Cela est un aspect de notre vie, mais l’être humain n’est pas une créature unidimensionnelle. La vie elle-même n’est pas unidimensionnelle, c’est un phénomène multidimensionnel. Maintenant regardons l’autre dimension de notre vie. Tandis que nous sommes nous-mêmes reliés à la vie cosmique, nous avons une autre responsabilité : celle de vivre avec nos semblables, les êtres humains et les structures fabriquées par l’homme, dans lesquelles le mouvement répétitif du savoir devient nécessaire et dans lesquelles il y a des modèles de comportements.

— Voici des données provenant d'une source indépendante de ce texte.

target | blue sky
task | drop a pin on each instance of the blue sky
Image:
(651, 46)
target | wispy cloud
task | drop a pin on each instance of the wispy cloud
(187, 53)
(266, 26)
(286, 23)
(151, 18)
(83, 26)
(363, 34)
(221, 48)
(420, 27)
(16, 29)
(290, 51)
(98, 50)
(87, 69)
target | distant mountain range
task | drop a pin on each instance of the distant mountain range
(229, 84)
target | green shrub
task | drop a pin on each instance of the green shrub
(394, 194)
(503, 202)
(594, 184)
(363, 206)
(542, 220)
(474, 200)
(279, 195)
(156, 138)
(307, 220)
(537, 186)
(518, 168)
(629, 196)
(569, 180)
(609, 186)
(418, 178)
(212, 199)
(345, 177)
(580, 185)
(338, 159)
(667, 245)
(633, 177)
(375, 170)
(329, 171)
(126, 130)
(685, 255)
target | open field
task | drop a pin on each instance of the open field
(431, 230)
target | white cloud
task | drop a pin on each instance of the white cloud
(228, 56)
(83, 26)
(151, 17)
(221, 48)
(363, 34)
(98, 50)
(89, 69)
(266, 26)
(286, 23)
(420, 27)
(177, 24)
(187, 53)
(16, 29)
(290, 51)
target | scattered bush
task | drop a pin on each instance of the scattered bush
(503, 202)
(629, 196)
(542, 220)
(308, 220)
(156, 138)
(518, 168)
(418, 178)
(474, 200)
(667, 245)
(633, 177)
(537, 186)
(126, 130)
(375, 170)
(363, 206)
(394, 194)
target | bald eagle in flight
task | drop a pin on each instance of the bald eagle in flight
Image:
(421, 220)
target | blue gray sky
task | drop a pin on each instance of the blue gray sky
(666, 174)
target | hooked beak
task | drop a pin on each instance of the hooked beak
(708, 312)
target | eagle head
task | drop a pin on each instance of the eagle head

Nous devons vivre dans ce monde fabriqué par l’homme. Vous devez remplir des fonctions d’enseignant, de fermier, d’industriel etc.… Vous accomplirez ces fonctions, en utilisant la mémoire fonctionnelle, en acquérant le savoir académique, en le retenant dans ce que vous appelez la mémoire et en accomplissant des mouvements répétitifs et mécaniques. Il doit y avoir une synchronisation entre la liberté absolue, la sensibilité, le comportement libre des structures, libre des modèles, en relation avec le cosmos, et le mouvement en relation avec les structures fabriquées par l’homme, basé sur le savoir et les modèles. Ces deux mouvements doivent être synchronisés. Voyez-vous le défi ?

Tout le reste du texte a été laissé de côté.